Jean la miraba con los ojos muy abiertos.

—Bueno, espero que habrás pensado convertida en tu esposa, ¿no?

Jean rio, aliviado.

—¡Puedes apostar a que lo haré!

—Entonces deberíais casaros cuanto antes. ¡Pronto regresaremos!

—¡Gracias, Ellen! ¡Sabía que lo entenderías!

«¿Lo entiendo?», se preguntó. Apenas recordaba ya ese sentimiento que era el amor: Jocelyn y Guillaume; cuánto tiempo hacía de todo aquello…

Después de la boda, Jean y Rose dispusieron su lecho conjunto en el taller.

—Me preocupa Ellen —dijo Rose cuando estuvieron a solas.

—No tiene por qué. —Jean se apretó mucho a la espalda de ella y le besó la melena con cariño—. Es una chica mayor, igual que tú —le susurró, y le mordisqueó la oreja.

—Diría uno que no conoces a Isaac, y eso que has trabajado con él y sabes bien cómo es. Ellen y él juntos… ¡Nunca saldrá bien!

Rose se volvió de mala manera y lo fulminó con la mirada.

—Qué disparate, Isaac acabará por amansarse. Tendrá que conformarse con la idea de que su mujer forje. A fin de cuentas, será ella quien los alimente a él y a su familia. —Jean enarcó las cejas.

—Ahí se ve a las claras lo niño que eres todavía. ¿Cómo puedes creer de veras que acabarán por entenderse? Imagina que yo tuviera que alimentarte y supiera hacer tu trabajo mejor que tú. No creo que te gustara en absoluto. Ellen se merece un poco de felicidad, pero ¿con Isaac? ¡Me da mucha lástima, de veras!

—Isaac no es mala persona. De acuerdo, tiene sus opiniones sobre las mujeres y eso a Ellen no le gusta, pero no es el único, y tampoco lo convierte en un monstruo. Estoy seguro de que algún día acabará reconociendo el talento de Ellen.

—Reconocerlo es una cosa, pero otra muy distinta es valorarlo también.

Estaba claro que Rose tenía una opinión diferente a la de Jean y que estaba dispuesta a pelear por ello.
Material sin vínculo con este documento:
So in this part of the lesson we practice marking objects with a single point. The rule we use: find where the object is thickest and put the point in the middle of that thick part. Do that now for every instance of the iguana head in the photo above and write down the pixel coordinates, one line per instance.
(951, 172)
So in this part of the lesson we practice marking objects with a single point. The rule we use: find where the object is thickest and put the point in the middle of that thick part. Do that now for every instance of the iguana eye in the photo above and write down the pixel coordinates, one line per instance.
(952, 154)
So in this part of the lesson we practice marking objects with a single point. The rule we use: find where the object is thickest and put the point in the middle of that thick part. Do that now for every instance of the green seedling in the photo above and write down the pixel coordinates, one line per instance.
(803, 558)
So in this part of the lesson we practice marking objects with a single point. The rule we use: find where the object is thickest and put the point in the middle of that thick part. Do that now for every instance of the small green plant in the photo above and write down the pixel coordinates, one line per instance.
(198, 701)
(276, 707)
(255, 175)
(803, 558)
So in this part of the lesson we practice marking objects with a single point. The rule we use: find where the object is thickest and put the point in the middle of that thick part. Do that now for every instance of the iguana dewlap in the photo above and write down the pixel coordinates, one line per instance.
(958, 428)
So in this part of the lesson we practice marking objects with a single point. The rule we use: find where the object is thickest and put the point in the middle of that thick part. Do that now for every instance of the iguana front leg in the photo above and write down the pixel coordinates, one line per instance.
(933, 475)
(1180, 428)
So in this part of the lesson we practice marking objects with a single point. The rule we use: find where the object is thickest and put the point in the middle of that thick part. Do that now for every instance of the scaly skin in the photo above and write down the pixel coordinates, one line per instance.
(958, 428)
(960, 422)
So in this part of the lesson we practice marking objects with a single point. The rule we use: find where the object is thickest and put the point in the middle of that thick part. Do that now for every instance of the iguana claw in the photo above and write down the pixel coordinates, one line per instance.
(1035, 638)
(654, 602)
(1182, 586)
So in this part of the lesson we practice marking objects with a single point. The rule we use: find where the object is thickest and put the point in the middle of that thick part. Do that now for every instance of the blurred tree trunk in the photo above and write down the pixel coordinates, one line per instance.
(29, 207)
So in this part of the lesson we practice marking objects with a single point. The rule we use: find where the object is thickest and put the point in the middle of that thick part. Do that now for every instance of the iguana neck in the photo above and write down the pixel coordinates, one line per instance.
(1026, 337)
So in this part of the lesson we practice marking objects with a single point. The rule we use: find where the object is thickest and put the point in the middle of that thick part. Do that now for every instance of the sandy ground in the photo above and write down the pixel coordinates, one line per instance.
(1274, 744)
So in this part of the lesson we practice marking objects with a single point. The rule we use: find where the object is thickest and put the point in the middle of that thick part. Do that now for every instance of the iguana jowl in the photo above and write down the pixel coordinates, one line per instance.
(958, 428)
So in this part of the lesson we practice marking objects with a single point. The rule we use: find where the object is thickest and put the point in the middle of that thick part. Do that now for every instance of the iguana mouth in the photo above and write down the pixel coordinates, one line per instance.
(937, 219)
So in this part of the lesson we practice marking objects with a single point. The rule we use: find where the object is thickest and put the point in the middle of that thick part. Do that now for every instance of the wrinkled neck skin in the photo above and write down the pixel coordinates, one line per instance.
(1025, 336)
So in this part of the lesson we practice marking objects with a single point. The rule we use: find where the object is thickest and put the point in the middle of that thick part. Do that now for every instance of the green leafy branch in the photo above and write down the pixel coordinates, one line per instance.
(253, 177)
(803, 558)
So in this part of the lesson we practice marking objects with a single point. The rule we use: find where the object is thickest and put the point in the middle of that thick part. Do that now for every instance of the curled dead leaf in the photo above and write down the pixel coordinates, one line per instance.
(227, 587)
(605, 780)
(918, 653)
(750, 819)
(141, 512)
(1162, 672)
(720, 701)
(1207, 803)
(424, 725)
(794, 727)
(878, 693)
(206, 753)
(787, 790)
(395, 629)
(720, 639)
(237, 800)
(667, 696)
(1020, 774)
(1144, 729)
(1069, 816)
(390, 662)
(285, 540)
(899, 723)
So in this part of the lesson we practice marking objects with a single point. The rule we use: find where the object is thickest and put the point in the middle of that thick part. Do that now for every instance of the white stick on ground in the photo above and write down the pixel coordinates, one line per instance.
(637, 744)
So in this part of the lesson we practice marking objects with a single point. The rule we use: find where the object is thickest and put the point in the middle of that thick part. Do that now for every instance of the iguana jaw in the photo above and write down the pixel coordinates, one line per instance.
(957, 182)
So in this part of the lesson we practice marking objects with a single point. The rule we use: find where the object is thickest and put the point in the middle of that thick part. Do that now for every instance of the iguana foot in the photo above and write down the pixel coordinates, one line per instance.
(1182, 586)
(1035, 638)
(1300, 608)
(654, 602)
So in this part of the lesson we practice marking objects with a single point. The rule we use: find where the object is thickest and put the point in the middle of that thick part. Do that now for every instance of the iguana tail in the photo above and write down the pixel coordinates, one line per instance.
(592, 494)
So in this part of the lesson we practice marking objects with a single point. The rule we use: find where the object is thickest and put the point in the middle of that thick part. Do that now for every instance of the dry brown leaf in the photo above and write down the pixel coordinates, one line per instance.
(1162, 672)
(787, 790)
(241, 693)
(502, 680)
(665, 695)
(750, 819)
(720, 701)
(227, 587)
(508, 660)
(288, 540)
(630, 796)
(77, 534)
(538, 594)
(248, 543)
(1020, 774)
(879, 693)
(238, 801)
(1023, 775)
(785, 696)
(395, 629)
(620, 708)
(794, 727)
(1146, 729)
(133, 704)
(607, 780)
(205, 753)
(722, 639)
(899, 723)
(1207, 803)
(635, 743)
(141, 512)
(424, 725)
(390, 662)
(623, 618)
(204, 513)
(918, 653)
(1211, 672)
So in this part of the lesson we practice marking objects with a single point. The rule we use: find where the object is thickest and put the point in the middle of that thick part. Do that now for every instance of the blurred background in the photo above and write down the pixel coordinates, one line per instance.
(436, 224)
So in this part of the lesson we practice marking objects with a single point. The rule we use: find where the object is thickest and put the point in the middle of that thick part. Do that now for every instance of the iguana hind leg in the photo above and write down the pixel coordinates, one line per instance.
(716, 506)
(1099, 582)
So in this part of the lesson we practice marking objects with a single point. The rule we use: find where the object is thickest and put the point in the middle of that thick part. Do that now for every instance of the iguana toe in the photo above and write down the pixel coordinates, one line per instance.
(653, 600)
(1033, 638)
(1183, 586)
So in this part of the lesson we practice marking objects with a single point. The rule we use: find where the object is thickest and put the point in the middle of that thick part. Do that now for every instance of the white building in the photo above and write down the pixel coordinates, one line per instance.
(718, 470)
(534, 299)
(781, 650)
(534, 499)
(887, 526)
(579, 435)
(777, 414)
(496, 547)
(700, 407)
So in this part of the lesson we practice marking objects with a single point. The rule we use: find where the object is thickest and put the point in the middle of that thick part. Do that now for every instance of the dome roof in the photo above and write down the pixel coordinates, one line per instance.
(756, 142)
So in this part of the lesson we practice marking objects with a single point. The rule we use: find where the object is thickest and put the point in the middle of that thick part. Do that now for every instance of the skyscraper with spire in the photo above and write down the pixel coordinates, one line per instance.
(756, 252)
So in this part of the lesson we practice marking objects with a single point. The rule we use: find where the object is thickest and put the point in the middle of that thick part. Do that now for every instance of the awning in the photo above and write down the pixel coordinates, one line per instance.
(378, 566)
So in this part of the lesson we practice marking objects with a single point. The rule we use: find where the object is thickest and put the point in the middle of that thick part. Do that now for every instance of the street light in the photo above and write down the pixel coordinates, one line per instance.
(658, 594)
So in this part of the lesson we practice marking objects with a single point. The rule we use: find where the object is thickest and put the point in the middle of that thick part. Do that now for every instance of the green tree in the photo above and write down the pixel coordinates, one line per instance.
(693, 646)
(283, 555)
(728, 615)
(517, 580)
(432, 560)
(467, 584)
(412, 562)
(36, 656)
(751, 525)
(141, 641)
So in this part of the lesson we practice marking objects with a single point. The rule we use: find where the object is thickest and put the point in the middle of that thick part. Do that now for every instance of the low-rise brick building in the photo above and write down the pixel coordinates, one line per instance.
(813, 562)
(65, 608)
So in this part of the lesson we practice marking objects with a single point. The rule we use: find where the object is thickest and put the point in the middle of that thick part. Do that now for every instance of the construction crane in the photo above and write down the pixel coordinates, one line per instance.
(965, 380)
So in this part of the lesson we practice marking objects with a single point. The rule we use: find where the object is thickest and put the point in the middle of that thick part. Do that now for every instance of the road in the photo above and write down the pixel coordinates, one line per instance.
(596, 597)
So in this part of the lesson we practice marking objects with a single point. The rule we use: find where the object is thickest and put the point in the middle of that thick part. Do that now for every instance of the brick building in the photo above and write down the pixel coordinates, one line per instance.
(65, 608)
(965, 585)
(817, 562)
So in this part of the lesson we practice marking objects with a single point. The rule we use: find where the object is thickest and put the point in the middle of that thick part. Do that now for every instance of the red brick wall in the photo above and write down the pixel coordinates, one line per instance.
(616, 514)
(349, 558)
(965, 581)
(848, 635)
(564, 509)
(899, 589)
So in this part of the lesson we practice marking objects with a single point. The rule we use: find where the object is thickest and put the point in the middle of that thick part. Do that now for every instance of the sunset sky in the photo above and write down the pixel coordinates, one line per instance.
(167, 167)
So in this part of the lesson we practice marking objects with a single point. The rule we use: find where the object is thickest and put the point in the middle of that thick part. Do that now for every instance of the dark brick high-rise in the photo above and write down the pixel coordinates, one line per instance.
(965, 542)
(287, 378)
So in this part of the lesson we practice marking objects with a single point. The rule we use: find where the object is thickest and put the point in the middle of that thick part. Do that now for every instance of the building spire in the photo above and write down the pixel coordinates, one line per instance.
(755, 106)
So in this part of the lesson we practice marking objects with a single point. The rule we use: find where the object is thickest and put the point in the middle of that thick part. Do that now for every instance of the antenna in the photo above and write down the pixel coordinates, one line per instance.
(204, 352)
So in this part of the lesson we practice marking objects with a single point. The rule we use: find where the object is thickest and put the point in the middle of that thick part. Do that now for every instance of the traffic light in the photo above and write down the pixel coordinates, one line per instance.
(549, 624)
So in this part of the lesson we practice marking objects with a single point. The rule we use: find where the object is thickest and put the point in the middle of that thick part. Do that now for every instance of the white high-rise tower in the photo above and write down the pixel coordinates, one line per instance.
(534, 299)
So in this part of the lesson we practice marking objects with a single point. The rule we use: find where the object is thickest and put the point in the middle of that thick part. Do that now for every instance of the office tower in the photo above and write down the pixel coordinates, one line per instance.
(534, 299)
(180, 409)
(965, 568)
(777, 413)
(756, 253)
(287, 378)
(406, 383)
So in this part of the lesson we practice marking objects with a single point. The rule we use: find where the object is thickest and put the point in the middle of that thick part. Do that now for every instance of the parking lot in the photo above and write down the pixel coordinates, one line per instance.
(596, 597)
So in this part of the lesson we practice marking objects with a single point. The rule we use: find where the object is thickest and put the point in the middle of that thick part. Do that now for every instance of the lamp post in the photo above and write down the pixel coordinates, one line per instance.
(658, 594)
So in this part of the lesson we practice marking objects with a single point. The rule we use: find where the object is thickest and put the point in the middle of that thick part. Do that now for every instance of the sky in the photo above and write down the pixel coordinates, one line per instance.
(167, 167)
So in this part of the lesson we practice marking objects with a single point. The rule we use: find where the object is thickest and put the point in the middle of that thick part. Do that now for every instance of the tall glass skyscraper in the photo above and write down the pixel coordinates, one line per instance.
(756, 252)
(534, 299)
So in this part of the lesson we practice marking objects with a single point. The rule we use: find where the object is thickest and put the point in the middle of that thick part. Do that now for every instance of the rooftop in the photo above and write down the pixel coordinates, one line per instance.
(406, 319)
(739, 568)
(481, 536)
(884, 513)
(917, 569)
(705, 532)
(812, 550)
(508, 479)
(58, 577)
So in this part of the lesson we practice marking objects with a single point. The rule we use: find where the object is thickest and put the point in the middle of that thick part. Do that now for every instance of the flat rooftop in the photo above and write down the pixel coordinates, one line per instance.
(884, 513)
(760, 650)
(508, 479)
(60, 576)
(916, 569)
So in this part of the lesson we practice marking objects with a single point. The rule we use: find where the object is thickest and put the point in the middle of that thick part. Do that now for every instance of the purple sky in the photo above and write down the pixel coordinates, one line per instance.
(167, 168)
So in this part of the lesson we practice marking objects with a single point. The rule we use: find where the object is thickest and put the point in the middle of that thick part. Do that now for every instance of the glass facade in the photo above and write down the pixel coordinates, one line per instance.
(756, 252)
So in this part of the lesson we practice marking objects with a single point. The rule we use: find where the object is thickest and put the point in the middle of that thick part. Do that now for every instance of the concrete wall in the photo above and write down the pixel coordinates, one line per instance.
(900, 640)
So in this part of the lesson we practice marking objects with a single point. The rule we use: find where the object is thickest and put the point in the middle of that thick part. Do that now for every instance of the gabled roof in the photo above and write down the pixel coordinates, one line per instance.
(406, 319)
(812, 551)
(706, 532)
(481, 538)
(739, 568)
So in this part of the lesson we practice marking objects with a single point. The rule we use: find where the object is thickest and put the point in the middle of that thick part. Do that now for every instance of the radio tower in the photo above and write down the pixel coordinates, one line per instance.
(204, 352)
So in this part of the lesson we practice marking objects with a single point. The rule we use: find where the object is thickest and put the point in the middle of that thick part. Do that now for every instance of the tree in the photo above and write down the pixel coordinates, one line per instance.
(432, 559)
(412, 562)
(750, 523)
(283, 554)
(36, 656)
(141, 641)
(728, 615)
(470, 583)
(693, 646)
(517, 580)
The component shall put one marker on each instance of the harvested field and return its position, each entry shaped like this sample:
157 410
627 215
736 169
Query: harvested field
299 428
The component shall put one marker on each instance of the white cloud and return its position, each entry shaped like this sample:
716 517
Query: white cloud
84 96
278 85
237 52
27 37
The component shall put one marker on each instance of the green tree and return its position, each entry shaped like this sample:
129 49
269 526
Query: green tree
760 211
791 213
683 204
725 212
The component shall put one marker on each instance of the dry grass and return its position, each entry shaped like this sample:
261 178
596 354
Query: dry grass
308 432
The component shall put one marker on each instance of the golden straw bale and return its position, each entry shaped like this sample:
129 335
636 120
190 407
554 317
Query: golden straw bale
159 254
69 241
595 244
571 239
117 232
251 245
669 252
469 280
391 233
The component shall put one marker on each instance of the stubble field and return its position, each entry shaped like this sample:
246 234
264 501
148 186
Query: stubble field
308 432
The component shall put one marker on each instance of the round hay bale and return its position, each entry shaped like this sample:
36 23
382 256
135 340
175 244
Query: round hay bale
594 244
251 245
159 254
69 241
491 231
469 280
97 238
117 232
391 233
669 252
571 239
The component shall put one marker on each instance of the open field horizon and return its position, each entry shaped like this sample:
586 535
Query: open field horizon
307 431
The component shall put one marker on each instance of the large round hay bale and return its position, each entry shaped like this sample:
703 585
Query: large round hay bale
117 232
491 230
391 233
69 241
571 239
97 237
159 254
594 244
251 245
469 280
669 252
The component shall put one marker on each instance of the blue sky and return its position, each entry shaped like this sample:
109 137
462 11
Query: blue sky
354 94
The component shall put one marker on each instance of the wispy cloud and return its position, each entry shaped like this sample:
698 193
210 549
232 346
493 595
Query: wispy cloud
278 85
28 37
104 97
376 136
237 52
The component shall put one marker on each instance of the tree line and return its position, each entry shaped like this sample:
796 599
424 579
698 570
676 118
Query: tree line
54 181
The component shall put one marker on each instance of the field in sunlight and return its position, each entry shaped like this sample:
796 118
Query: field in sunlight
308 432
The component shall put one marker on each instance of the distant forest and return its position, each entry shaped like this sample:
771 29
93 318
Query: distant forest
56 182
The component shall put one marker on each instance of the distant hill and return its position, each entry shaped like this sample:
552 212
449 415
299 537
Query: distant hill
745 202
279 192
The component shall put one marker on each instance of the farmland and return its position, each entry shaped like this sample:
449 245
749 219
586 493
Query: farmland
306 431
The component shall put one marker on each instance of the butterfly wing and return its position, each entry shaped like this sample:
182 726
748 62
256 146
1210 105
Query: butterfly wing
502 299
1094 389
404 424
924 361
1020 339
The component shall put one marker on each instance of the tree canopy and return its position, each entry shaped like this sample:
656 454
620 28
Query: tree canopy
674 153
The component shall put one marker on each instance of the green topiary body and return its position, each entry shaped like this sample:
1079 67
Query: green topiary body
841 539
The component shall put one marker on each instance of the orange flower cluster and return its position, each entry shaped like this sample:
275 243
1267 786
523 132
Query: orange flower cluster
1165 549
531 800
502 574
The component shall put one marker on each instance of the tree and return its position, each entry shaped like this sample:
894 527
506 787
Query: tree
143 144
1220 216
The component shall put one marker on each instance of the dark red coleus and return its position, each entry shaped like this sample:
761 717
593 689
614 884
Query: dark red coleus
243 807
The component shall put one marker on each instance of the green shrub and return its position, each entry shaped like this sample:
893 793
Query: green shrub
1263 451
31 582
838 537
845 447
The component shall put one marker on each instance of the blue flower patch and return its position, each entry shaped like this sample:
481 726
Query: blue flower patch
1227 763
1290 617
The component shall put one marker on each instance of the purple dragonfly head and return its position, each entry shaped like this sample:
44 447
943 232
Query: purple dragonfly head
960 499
—Tienes razón, cariño —dio él su brazo a torcer, por tanto—. Pero esta noche no vamos a poder cambiarlo. Venga, ven y duérmete en mis brazos.-La miró con un gesto de súplica y señaló la saca de paja.

—Aun así, me da mucha lástima. ¡Eres un rompecorazones incorregible! —exclamó Rose, riendo, y se tumbó junto a él—. Si no estuviera tan cansada… —Bostezó.

—Te quedarías dormida de pie, como los caballos, en señal de protesta, ya lo sé —le susurró Jean, y bostezó también.